La
Administración estadounidense dio la nota el pasado fin de semana, al brillar
por su ausencia en la manifestación multitudinaria de repulsa al terrorismo
celebrada en París. Recordemos que una cincuentena de jefes de Estado y de
Gobierno acompañó al Presidente François Hollande en la marcha por la libertad
de expresión y la defensa de los valores democráticos organizada a raíz del
atentado que costó la vida a once ciudadanos inocentes. El pretexto: la
publicación en el semanario humorístico galo Charlie Hebdo de unas viñetas caricaturizando al profeta Mahoma.
Para los asesinos, ello suponía una imperdonable ofensa contra el Islam. Para
las víctimas, un mero toque de humor… irreverente. Pero claro; hay humores que matan.
Mientras los
indignados europeos trataban de (re)definir sus ya de por sí accidentadas relaciones
con el Islam, confundiendo a veces terrorismo con tradicionalismo, las miradas
de la Administración Obama se centraban en otro frente de batalla: el de la recalcitrante Rusia que, según los
estrategas norteamericanos, se había dedicado a infringir las normas de
seguridad transatlántica recogidas en el Acta Final de la Conferencia de Helsinki,
que prohíbe la modificación de las fronteras mediante el uso de la fuerza o la
amenaza.
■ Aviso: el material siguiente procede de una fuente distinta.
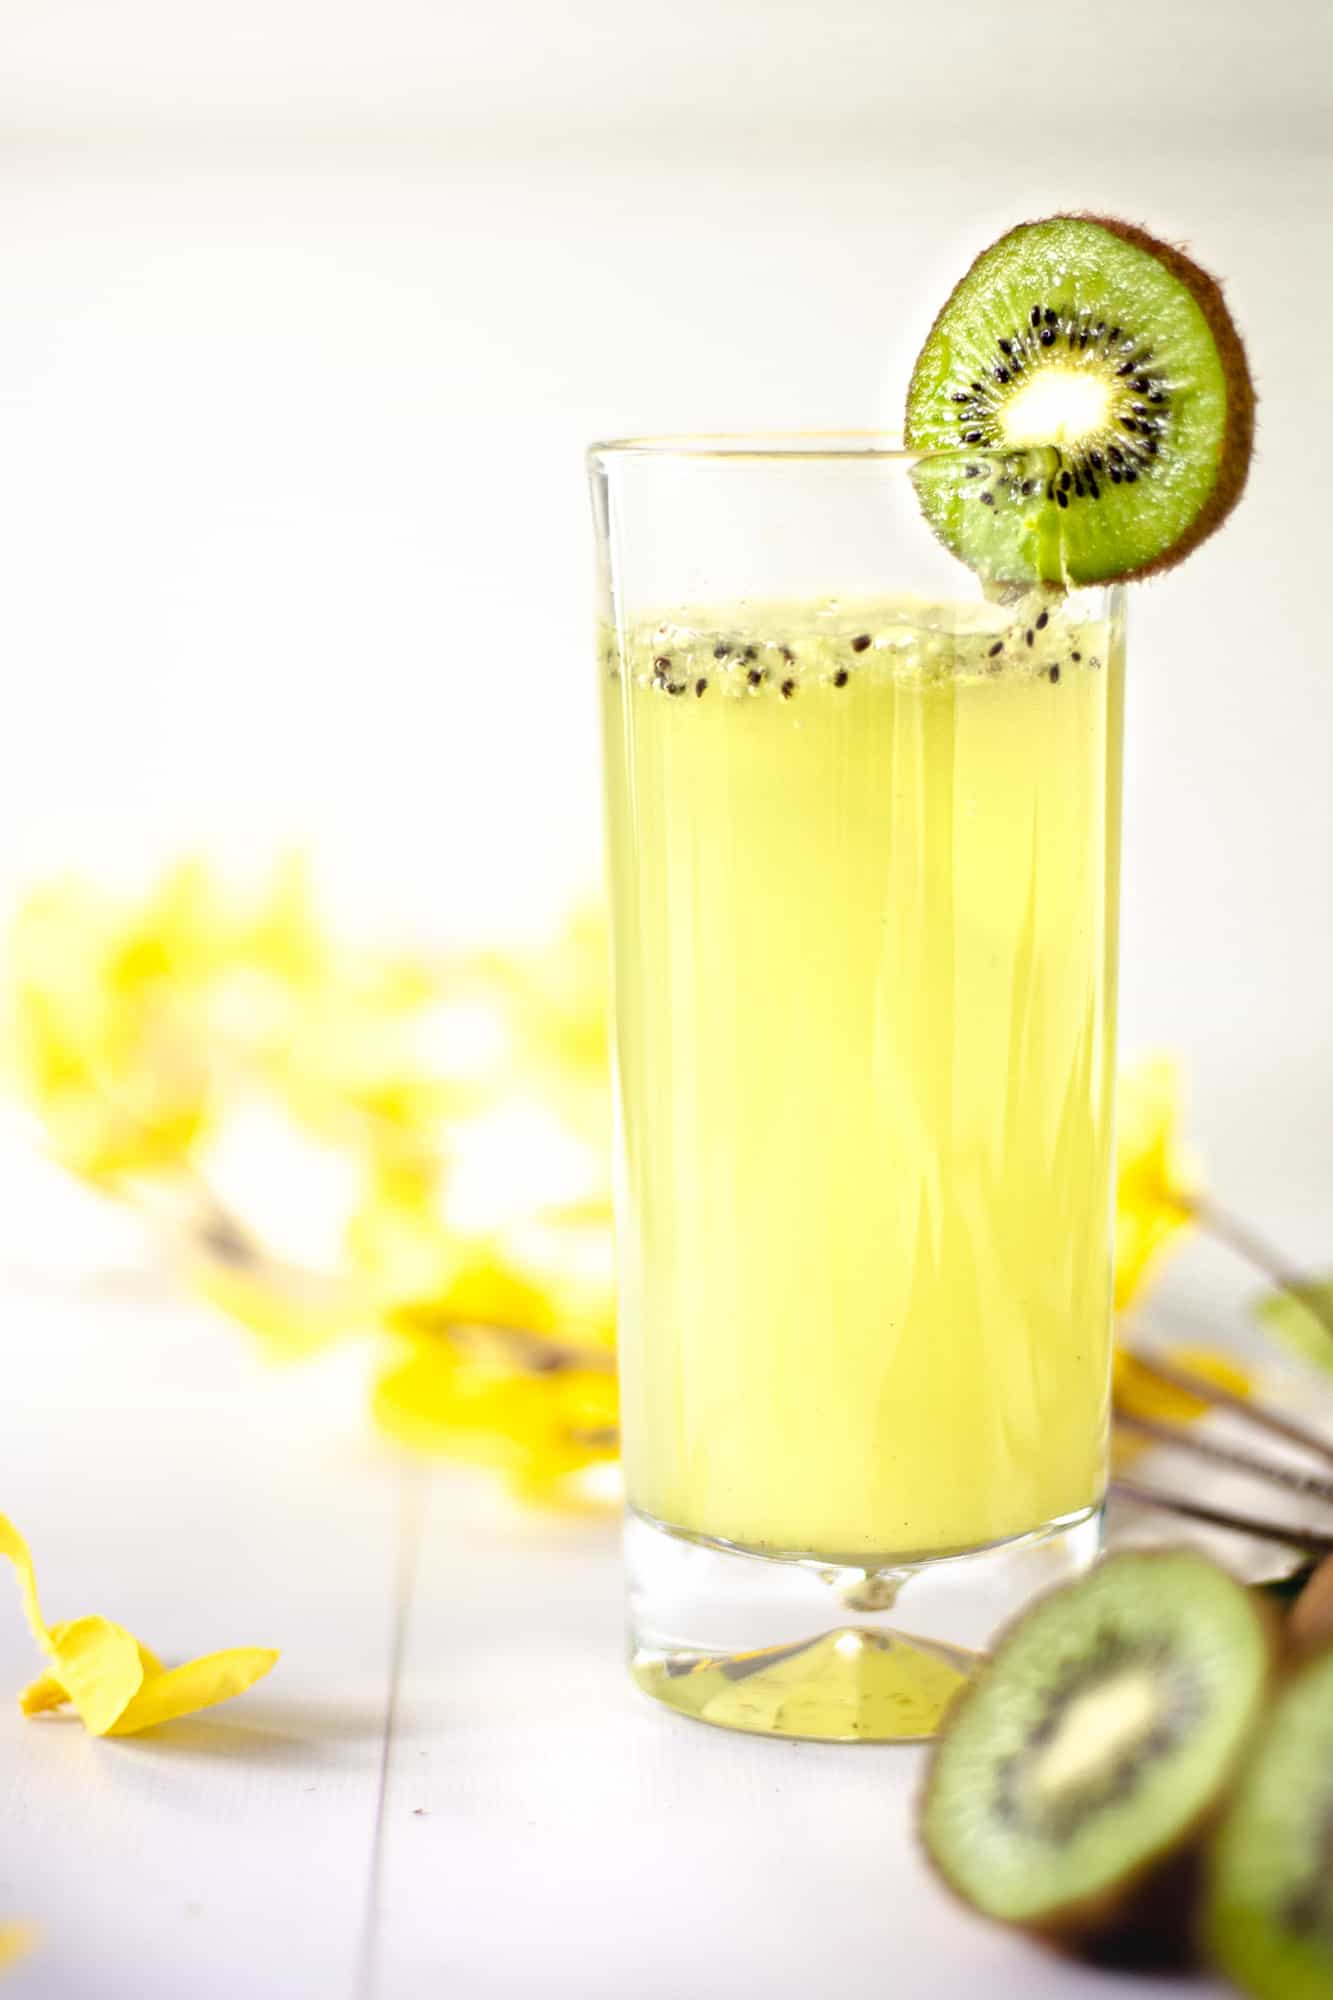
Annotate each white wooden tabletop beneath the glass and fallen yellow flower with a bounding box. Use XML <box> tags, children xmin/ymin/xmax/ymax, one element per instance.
<box><xmin>0</xmin><ymin>1152</ymin><xmax>1248</xmax><ymax>2000</ymax></box>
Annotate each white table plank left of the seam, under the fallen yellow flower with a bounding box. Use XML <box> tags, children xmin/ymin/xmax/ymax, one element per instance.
<box><xmin>0</xmin><ymin>1296</ymin><xmax>398</xmax><ymax>2000</ymax></box>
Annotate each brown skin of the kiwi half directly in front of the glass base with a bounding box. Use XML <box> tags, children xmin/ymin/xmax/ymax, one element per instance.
<box><xmin>917</xmin><ymin>1548</ymin><xmax>1281</xmax><ymax>1972</ymax></box>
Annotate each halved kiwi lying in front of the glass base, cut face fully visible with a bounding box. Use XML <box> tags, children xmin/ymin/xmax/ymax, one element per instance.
<box><xmin>921</xmin><ymin>1550</ymin><xmax>1273</xmax><ymax>1964</ymax></box>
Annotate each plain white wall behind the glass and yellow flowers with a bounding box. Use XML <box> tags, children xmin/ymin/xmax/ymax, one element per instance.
<box><xmin>0</xmin><ymin>0</ymin><xmax>1333</xmax><ymax>1232</ymax></box>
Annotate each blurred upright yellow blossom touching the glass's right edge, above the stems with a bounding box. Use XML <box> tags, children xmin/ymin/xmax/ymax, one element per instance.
<box><xmin>1115</xmin><ymin>1056</ymin><xmax>1199</xmax><ymax>1312</ymax></box>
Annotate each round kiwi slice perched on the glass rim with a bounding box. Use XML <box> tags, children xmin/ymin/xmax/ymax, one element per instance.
<box><xmin>905</xmin><ymin>216</ymin><xmax>1255</xmax><ymax>586</ymax></box>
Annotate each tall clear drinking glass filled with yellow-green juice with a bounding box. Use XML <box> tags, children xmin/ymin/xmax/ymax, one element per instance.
<box><xmin>590</xmin><ymin>436</ymin><xmax>1123</xmax><ymax>1740</ymax></box>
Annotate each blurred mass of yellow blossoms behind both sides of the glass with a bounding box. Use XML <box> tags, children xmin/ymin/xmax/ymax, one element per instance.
<box><xmin>18</xmin><ymin>856</ymin><xmax>1280</xmax><ymax>1498</ymax></box>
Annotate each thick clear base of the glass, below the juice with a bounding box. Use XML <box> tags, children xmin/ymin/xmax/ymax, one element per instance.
<box><xmin>624</xmin><ymin>1508</ymin><xmax>1103</xmax><ymax>1744</ymax></box>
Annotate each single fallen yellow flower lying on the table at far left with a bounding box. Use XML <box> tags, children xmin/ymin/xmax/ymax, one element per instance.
<box><xmin>0</xmin><ymin>1514</ymin><xmax>278</xmax><ymax>1736</ymax></box>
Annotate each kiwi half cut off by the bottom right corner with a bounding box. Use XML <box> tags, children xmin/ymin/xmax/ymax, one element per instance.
<box><xmin>1203</xmin><ymin>1650</ymin><xmax>1333</xmax><ymax>2000</ymax></box>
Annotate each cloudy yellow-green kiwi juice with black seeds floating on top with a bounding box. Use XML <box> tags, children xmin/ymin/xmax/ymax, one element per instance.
<box><xmin>600</xmin><ymin>600</ymin><xmax>1123</xmax><ymax>1562</ymax></box>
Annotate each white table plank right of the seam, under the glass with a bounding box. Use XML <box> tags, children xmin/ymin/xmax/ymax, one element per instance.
<box><xmin>378</xmin><ymin>1484</ymin><xmax>1209</xmax><ymax>2000</ymax></box>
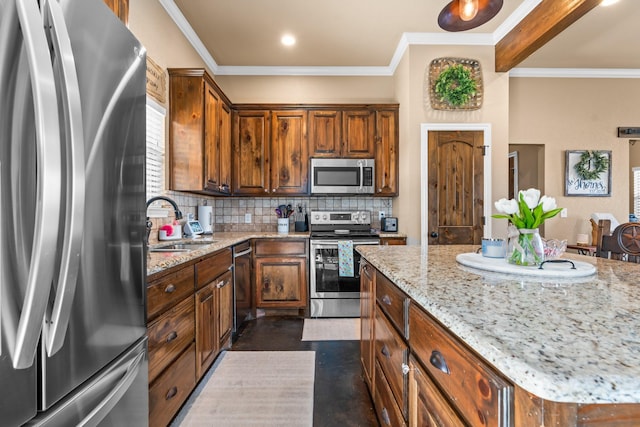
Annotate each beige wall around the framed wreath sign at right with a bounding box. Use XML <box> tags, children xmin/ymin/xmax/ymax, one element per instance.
<box><xmin>509</xmin><ymin>78</ymin><xmax>640</xmax><ymax>242</ymax></box>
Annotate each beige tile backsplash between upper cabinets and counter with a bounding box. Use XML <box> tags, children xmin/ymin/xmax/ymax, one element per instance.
<box><xmin>150</xmin><ymin>191</ymin><xmax>393</xmax><ymax>243</ymax></box>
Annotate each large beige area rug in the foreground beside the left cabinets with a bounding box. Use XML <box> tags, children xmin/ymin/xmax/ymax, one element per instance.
<box><xmin>179</xmin><ymin>351</ymin><xmax>315</xmax><ymax>427</ymax></box>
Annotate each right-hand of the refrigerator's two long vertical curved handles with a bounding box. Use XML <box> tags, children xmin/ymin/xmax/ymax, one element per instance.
<box><xmin>43</xmin><ymin>0</ymin><xmax>86</xmax><ymax>357</ymax></box>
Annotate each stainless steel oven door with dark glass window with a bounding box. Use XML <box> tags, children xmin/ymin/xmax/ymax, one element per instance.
<box><xmin>310</xmin><ymin>239</ymin><xmax>380</xmax><ymax>298</ymax></box>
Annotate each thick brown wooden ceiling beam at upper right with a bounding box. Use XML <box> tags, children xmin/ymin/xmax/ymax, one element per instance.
<box><xmin>495</xmin><ymin>0</ymin><xmax>602</xmax><ymax>72</ymax></box>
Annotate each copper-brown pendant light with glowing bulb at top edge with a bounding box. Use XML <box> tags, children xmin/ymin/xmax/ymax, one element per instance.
<box><xmin>438</xmin><ymin>0</ymin><xmax>503</xmax><ymax>31</ymax></box>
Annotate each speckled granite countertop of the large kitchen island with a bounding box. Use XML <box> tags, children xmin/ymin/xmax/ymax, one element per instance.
<box><xmin>357</xmin><ymin>245</ymin><xmax>640</xmax><ymax>404</ymax></box>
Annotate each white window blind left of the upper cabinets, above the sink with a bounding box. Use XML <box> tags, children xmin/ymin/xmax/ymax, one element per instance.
<box><xmin>147</xmin><ymin>97</ymin><xmax>166</xmax><ymax>200</ymax></box>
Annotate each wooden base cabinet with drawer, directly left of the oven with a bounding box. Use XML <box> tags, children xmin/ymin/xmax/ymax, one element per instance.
<box><xmin>254</xmin><ymin>239</ymin><xmax>308</xmax><ymax>308</ymax></box>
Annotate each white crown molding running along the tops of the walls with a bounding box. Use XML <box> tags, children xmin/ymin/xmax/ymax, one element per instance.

Para Washington, la anexión de Crimea y el conflicto de baja
intensidad del Este de Ucrania constituyen violaciones flagrantes de los
compromisos internacionales adquiridos por el Kremlin hace ya más de tres
décadas.
Sí, es
cierto: el mundo ha cambiado. En la década de los 70 del siglo pasado, los
confines de los dos grandes bloques se situaban en el corazón de Alemania. Una
división artificial, con la que Occidente quería acabar. El propio general De
Gaulle habló de la Europa desde el
Atlántico hasta los Urales, de una Europa unida. Hoy en día, la Alianza
Atlántica llega hasta el Mar Negro y el Báltico. Ucrania sigue siendo el tampón entre Rusia y Occidente. Pero,
¿hasta cuándo? La Unión Europea inyecta ingentes cantidades de dinero para
reflotar la economía de un país que padece dos grandes males: la corrupción y
la intolerancia. Pero Ucrania es la pieza clave para la ofensiva hacia el Este,
hacia la madriguera del oso ruso.
Hace unas
semanas, tras la adopción de la enésima tanda de sanciones impuestas a Rusia
por la Administración Obama y sus aliados europeos, el Presidente Putin anunció
un cambio de rumbo en la política exterior del Kremlin. El mensaje resultaba a
la vez sencillo y firme: no hay que
utilizar la fuerza contra Rusia; no nos vamos a arrodillar ante las potencias
extranjeras. Los hechos acompañaban las palabras. Submarinos en las aguas
territoriales de los países vecinos, vuelos de reconocimiento en el espacio aéreo de los miembros de la Alianza,
maniobras militares con armas convencionales y… misiles nucleares. Por si fuera
poco, Rusia pretende modernizar su arsenal de misiles balísticos; Norteamérica
anuncia el redespliegue de sus propias ojivas nucleares en suelo europeo. Washington acusa a Moscú de haber violado el
Tratado sobre Fuerzas Nucleares de Alcance Intermedio (INF), firmado por las
superpotencias en 1987. Por su parte, el Kremlin alude a las múltiples transgresiones
estadounidenses, que el Pentágono desmiente rotundamente. La desconfianza
reina.
El ex-secretario de Estado norteamericano, Henry Kissinger, solía afirmar que el
orden mundial depende de una sutil mezcolanza de Poder y Legitimidad. Parece que esa fórmula ha dejado de
tener vigencia. Los analistas occidentales estiman, por su parte, que Putin no descarta el uso de la fuerza, considerando
que la guerra es un componente lícito y racional, una mera continuación de la
política empleando otros medios.
Conviene
señalar que la Administración Obama optó por no dar la nota en el Este del
Viejo Continente, enviando a los países de la línea del frente a la
subsecretaria de Estado para Asuntos europeos, Victoria Nuland. Su misión: persuadir
a los nuevos aliados de Washington que es preciso aceptar la presencia de
instalaciones del escudo antimisiles en su territorio, aumentar los presupuestos
de defensa y practicar políticas de transparencia. Son deberes impuestos: el
precio que hay que pagar por estar en el… bando de los buenos.
Desengáñese,
estimado lector: esa no es un episodio más de la guerra fría. Se parece más
bien a un conflicto ardiente. Con la agravante de que esta vez la amenaza
nuclear vuelve a perfilarse en el horizonte.